Last year, Issa issued a subpoena for a number of Justice Department documents relating to the botched gun-walking operation. Earlier this month a frustrated Issa, tired of what he called the department’s “stonewalling,” began pursuing contempt charges. The Attorney General has said the documents Issa seeks are related to ongoing criminal investigations and cannot be released. Minutes before the Oversight Committee began discussing the contempt charges two weeks ago, President Barack Obama asserted executive privilege over the documents.
Holder and Issa, along with other House Republicans, have routinely clashed throughout the Oversight Committee’s 18-month investigation.
“I’ve been doing all of these things all the time Darrell Issa and his band have been nipping at my heels,” Holder said. “They’ve been nipping, but I’ve been walking.”
The Attorney General also reflected on the changes he’s seen in the nation’s capital. He said the episode is a “sad indication of where Washington has come.”
“Where policy differences almost necessarily become questions of integrity,” Holder told the Post. “I came to Washington in the late ’70s, and people had the ability in the past to have intense policy differences but didn’t feel the need to question the other person’s character. And that’s where we are now in Washington with at least one part of the Republican Party. That’s what they do, almost as a matter of course.”

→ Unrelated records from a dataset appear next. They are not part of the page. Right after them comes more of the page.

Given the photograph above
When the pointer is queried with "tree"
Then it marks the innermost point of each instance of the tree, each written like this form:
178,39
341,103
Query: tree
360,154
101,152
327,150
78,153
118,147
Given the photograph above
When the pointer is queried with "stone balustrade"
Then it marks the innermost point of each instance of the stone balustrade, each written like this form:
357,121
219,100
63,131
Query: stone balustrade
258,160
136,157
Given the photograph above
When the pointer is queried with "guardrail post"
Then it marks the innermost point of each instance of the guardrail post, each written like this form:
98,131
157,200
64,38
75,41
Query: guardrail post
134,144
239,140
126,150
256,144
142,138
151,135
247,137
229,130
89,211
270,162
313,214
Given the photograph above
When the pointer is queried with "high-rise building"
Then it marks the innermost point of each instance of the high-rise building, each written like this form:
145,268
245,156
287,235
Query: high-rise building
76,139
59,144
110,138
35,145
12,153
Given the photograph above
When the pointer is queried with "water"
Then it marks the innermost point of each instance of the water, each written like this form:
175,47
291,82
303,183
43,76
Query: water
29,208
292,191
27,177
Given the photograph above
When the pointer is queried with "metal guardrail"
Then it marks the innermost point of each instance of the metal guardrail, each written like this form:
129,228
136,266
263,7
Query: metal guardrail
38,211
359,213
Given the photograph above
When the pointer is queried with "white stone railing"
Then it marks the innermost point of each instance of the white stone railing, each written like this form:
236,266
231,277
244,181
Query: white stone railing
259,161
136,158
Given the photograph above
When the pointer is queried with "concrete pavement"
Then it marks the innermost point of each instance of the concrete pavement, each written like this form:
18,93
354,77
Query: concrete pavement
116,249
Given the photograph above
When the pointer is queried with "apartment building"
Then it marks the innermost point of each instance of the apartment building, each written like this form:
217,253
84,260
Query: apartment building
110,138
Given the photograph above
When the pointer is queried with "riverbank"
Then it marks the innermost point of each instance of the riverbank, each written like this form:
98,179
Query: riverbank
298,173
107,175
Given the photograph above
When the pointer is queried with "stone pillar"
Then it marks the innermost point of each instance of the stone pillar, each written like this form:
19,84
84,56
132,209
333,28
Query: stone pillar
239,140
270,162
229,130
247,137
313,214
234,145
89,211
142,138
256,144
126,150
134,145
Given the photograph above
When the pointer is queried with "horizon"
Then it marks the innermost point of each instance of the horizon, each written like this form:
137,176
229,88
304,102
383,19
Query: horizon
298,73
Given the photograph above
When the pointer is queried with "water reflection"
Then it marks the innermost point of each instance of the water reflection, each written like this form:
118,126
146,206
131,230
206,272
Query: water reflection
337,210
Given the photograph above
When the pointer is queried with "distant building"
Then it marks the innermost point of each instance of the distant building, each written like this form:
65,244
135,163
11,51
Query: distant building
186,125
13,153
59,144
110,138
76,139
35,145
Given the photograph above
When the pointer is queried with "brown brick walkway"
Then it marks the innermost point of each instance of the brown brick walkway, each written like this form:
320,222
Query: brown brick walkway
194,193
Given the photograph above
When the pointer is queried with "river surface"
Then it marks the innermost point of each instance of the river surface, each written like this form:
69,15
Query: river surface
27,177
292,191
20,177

The full House voted 255-67 to find Holder in criminal contempt of Congress last week. Democrats criticized the contempt proceedings, accusing the Republicans of politicizing the contempt of Congress power and diminishing the integrity of the House. Many walked out on the vote in protest. Republicans, pointing to the death of Border Patrol agent Brian Terry, lauded the contempt proceedings as a way to find the “truth” surrounding Terry’s death. Terry was slain in a gunfight between Mexican bandits and Border Patrol agents. Two of the guns found at the scene of his death were found to have originated in Fast and Furious.